Several New Order Peel Session recordings have been put out over the years, including a comprehensive compilation of the band's complete Peel Sessions called In Session—released only a few months before Peel's death—and an EP of the band's first session, which doubles as Strange Fruit's first release. However, the 1990 release The Peel Sessions (New Order) offers a special look into the early stages of the band attempting to gain their footing in the wake of Ian Curtis' death and the dissolution of their previous group Joy Division.
The record is made up of recordings from two sessions, one in 1981 and the other in '82. For the band's second Peel session, the group paid tribute to Curtis by playing on of his favorite songs, Keith Hudson's "Turn the Heater On." They also knocked out versions of "5-8-6" and "We All Stand," which would later appear on the group's second album Power, Corruption & Lies.
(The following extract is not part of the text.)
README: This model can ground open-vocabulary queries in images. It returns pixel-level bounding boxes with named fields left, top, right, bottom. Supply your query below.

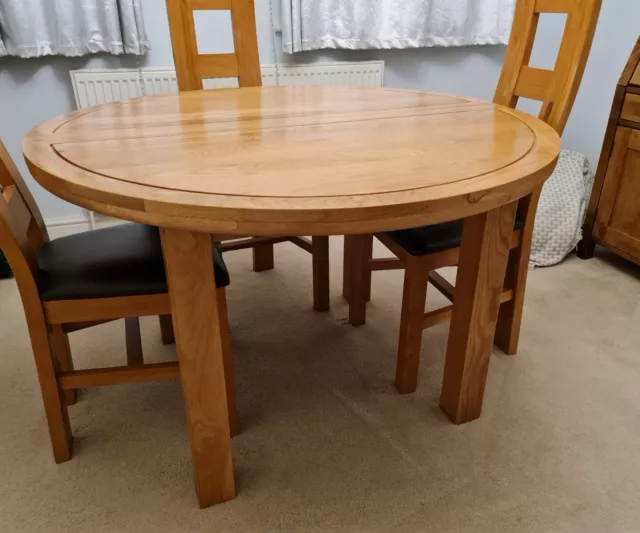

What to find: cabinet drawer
left=621, top=94, right=640, bottom=123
Even as his career neared its end, Peel upheld his status as a hungry music listener, constantly on the prowl for new acts. In the 2000s, few artists who passed through Peel's studio caught his ear like The White Stripes. After his death, a box that Peel stored some of his most heartfelt records in was recovered, and it was revealed to have 11 records by The White Stripes, more than any other group in the box.
The Detroit garage-rockers hit Peel's studio twice, each time in support of their 2001 album White Blood Cells. Both sessions were compiled and released in 2016 via Jack White's Third Man Records in celebration of Record Store Day. However, bootlegs have been passed around since the initial recordings aired.
Over the course of their unusually lengthy sessions, the duo ripped through now-classics like "Hotel Yorba," "Dead Leaves and the Dirty Ground," and "I'm Finding It Harder to Be a Gentleman," as well as covers of Loretta Lynn's "Rated X," Blind Willie McTell's "Lord, Send Me an Angel," and the group's version of Dolly Parton's "Jolene,", which appeared on the Japanese version of White Blood Cells and as the B-side of the "Hello Operator" single.